「――…さん、僕と付き合ってください!」
金色の髪が下へ垂れる。勿論私が頭を下げたからだけど。
「…?! あ、あの…」
「ごめんなさい。私貴方の気持ちには応えられないの」
「……どうしてですか?」
哀しそうに聞き返した彼には少し悪いけれど、私はにっこりと満面の笑みを浮かべこう言った。
「たっだいまー」
「あ、おかえりしおり。今日は遅かったっスね?」
「例のごとく呼び出されてましたー」
珍しく私より早く帰っていたその人は、私の声を聞くと同時に私を玄関まで出迎えに来た。
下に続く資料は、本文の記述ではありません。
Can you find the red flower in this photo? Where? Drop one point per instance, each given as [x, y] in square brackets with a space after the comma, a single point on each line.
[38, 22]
靴を脱いでぴょんと肩に飛びつくと、驚きつつも抱きしめ返してくれる。
「ちゃんと断った?」
「もちろん!だってしおりには涼ちゃんが一番だもん!」
「しおり…俺だってしおりが一番好きっスよー!!」
興奮して強く抱きしめてくれる時は、ほんのちょっとだけ苦しいけど、
涼ちゃんが幸せそうだから別に我慢できるんだ。
今日みたいに私が遅い時はご飯まで用意してくれるの。
お父さんとお母さんが夜遅くまで帰ってこなくても、涼ちゃんがいるからへいき。
「涼ちゃん明日お仕事は?」
「休みっス!一緒に出かけよっか?」
「…!うん!お兄ちゃんだいすきっ!」
「こら、その呼び方しちゃ駄目って言ったっスよー?」
私はこれからもずーっと、涼ちゃんと一緒にいて、大きくなったら結婚するの!
いつか、それが叶ったらいいなあ。